Full extent of Glendene Academy problems become clear, as the chair of governors is revealed to have resigned, with the principal who appointed him on sick leave - and the whistleblower now chair

 

Education Editor

The chairman of governors at an academy under investigation for alleged financial irregularities has resigned, it emerged yesterday.

In addition, the head teacher of Glendene Arts Academy in Easington Colliery, Co Durham, has been on sick leave since a whistleblower triggered an investigation into its finances, a statement from the academy said yesterday. It also claimed that both were involved in setting up a private company at the centre of investigations into the academy's financial affairs.

Yesterday The Independent revealed that police were investigating allegations of serious financial mismanagement at the academy, a specialist visual arts academy for two- to 19-year-olds with special education needs.

We also disclosed how the Education Funding Agency, which oversees the funding of free schools and academies, is seeking to recover £162,000 claimed to have been misspent by the academy. Whistleblowers claimed the money was used to pay the salaries and running costs of a private company.

A heavily redacted report by the EFA into the academy said the company was meant to help in fund-raising and training as well as pay the academy an annual dividend.  However, the report concluded: "We cannot identify any discernible benefit for the academy in this arrangement; it has resulted in the loss of £162,000 that should have been used for the benefit of academy pupils."

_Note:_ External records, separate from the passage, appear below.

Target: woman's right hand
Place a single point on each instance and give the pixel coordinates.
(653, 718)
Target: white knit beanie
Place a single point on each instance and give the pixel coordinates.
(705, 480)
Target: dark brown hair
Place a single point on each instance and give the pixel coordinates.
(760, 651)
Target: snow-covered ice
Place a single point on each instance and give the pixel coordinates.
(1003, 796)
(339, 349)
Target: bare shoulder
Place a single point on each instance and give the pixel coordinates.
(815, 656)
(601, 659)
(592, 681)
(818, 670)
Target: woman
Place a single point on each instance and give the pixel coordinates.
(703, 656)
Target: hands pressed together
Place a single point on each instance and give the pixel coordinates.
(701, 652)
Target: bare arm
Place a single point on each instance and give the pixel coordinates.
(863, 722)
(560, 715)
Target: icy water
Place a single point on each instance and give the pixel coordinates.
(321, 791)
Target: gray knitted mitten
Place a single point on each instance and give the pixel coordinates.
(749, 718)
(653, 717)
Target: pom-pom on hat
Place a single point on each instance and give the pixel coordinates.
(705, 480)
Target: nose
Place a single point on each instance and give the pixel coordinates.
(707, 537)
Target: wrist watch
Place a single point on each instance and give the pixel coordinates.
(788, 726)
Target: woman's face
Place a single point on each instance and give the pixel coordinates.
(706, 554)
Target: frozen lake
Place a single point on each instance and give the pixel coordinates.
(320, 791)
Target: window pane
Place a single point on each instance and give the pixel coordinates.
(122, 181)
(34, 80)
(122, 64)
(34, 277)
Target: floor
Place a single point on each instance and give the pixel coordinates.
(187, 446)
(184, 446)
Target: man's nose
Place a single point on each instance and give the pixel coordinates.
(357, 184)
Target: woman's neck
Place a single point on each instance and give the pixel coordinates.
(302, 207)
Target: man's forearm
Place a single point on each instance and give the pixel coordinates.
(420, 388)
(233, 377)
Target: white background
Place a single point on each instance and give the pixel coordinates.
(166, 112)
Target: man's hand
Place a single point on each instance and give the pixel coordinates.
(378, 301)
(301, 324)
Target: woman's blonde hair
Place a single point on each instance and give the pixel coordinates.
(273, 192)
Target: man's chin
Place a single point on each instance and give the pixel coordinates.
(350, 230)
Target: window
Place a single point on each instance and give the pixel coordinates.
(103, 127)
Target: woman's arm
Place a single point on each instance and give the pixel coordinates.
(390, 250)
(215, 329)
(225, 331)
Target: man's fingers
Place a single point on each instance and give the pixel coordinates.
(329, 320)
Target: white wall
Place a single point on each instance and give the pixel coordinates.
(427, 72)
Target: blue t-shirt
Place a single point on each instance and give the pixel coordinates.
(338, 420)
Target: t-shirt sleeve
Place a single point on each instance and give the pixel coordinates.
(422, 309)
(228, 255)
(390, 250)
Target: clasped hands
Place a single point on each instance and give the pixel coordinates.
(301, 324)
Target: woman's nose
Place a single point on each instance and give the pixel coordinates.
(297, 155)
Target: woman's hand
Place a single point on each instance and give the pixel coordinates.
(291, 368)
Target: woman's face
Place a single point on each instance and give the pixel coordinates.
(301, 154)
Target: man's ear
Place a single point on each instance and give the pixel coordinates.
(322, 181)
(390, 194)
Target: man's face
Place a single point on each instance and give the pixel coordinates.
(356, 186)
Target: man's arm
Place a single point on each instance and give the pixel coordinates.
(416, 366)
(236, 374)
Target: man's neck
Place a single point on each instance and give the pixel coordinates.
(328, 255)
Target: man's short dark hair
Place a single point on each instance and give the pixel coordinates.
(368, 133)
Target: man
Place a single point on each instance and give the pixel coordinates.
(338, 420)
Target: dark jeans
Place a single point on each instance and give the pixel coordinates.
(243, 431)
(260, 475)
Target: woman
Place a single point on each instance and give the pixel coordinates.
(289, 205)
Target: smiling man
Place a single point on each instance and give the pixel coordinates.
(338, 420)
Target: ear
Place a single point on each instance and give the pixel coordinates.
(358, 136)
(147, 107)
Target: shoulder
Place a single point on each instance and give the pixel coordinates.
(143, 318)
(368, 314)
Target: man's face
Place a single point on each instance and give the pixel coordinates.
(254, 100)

The Department for Education said in a statement that police had started an investigation into the situation.

In its statement, the academy said it had received academy status in September 2012 - and whistleblowers had triggered an investigation into its financial affairs in July 2013. The chairman of governors resigned at the end of that month and the principal has been off on sick leave since then.

One of the whistleblowers, Rob Wright, who was previously deputy chairman of governors, took over the chairmanship on 1 August. An acting academy leader, Craig Platt, and acting deputy, Vanessa Elcock, were appointed on 23 November.

Since then, the academy has brought in an education consultant to assess the position and - although a report has yet to be published - it is understood not to have found any significant weaknesses and reported that the standard of teaching is "good".

Mr Wright said yesterday: "We're trying to unravel complex issues which came to light in the first audit following conversion to academy status.

"I'm confident now that our academy has strong leadership, excellent teaching and - above all - excellent provision for vulnerable and special children - as well as robust financial systems.

"All donations from 1 August 2013 are being properly accounted for and used for the academy purposes intended. Donations made before this are still part of an investigation.

"Much as I'd like to, I cannot comment further while this matter is under police investigation."

News of the police investigation prompted calls from teachers' leaders for a tighter monitoring system of academies and free schools.

Kevin Courtney, the deputy general secretary of the National Union of Teachers, said: "Once again we have a situation where a lack of accountability and democratic oversight has resulted in a police investigation into what we can only assume to be suspected criminal activities."

Labour is also conducting a review of school structures headed by former Education Secretary David Blunkett which is expected to recommend the setting up of a number of sub-regional bodies to keep a closer eye on academies and free schools.

The DfE said the controls covering free schools and academies were more rigorous than those covering local authority maintained schools.